Jumara: This is one of my favorite references I ever put in the FAQ, because verifying it led me on a fascinating web trawl which taught me a lot, and ended up nicely expanding the original submission to this:

Jumara: Arabian Nights’ “Tale of the Three Sharpers” makes mention of a creature called a “jamusah”, the mythical offspring of a bull and a mare, or an ass and a cow. In French, this is called variously a “jumart”, “gimere”, or “jumarre”, depending on the region, and is derived from the Latin “Chimaera”.

It’s a neat example of the way cultures and mythologies bleed into one another. Good times.

This chapter is an example of how easy it is to overthink a situation – not just for Graendal, but for the reader. On the one hand, it’s tempting for the reader to conclude that for a supposed master manipulator, Graendal was maneuvered into submission far too easily by Sammael’s subterfuge; but on the other, Sammael does have a point in that people who are used to hoodwinking others are often arrogant enough to believe that no one else could possibly do the same to them.
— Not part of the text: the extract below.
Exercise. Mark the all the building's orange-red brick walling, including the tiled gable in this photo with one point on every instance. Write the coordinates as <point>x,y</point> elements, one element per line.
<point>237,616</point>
And as I’ve just noted, arrogance is unquestionably a large part of Graendal’s personality. Not that this differentiates her much from the rest of the Forsaken, but there you are.

Then again (see what I mean about overthinking?), it does strike me as at least slightly odd that Graendal never seriously considers the possibility that Sammael’s lying through his teeth – which he is, of course. But then again again (aaagh), it’s always most tempting to believe the worst possible interpretation of something, and obviously Sammael having a bona fide truce with the Dragon Reborn is the worst possible scenario for Graendal’s position.

So, yeah. I guess it comes down to a matter of opinion, really. At least we can give Graendal props for noticing Rand’s chivalry issues, whereas Sammael is utterly clueless. I would give Sammael semi-props for not caring about whether a soldier is male or female, except for how I’m pretty sure that that’s just because he doesn’t care, period. Egalitarianism through the application of universal sociopathy is, I’m pretty sure we can all agree, not the way to go on that score.

As to what Sammael’s real purpose is… I dunno? I mean, other than the obvious one of “make Graendal think he is unassailable, and use her to gain advantage over the others”, that is. Does there actually need to be more to it than that? Sammael’s POV snippet at the end of the chapter seems to suggest there is more, but I’m getting a little muddled about the various plots at this point, so I guess I will just wait and see.

And we out! I hope you have had a lovely Labor Day weekend, even if you didn’t technically have one, and I will see youse guys Wednesday!